Total non-accrual assets jumped 40% year over year to $5.7 billion. The company reported a rise of 18% in consumer non-accrual loans to $2.1 billion. Also, corporate non-accrual loans of $3.5 billion jumped 61% from the year-earlier period.
Citigroup’s total allowance for loan losses was $25 billion at the end of the reported quarter, or 3.73% of total loans, compared with the $12.8 billion, or 1.84%, recorded in the year-ago period.
Solid Capital Position
At the end of the October-December period, Citigroup’s Common Equity Tier 1 Capital ratio was 11.8%, down from the prior-year quarter’s 11.81%. The company’s supplementary leverage ratio for the quarter came in at 7%, up from the year-earlier quarter’s 6.21%.
As of Dec 31, 2020, book value per share was $86.59, up 4% year over year, and tangible book value per share was $73.83, up 5% from the comparable period last year.
During 2020, Citigroup repurchased common stock worth $2.9 billion. The bank paid around $4.3 billion to shareholders as common stock dividends.
Citigroup delivered impressive results even this time around on reduced costs of credit. Solid market revenues (both equity and fixed-income) and equity underwriting business aided the bank, despite being unfavorably impacted by lower debt underwriting and a disappointing advisory business.

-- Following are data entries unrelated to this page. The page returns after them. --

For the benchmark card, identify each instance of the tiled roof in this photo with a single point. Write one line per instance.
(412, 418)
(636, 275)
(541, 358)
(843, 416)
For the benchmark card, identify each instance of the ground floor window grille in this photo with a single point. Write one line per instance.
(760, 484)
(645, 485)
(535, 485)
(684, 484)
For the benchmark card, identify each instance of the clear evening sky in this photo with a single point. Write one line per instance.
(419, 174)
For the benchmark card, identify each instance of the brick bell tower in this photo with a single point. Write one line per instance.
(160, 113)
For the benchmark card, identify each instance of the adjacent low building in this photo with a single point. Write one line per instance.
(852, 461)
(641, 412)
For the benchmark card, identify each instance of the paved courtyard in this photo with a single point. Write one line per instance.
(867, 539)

The company displays capital strength, reflecting liquidity amid the coronavirus-impacted environment.
One can consider a strong brand like Citigroup to be a sound investment option for the long term, given its global footprint and attractive core business. Additionally, the company’s growth looks encouraging amid cost management. Nevertheless, several legal hassles remain concerns for the company.
Citigroup Inc. Price, Consensus and EPS Surprise
Citigroup Inc. price-consensus-eps-surprise-chart | Citigroup Inc. Quote
At present, Citigroup carries a Zacks Rank #3 (Hold). You can see the complete list of today’s Zacks #1 Rank (Strong Buy) stocks here.
Among other mega banks, Bank of America Corporation BAC, Morgan Stanley MS and Truist Financial Corporation TFC are scheduled to report quarterly numbers on Jan 19, Jan 20 and Jan 21, respectively.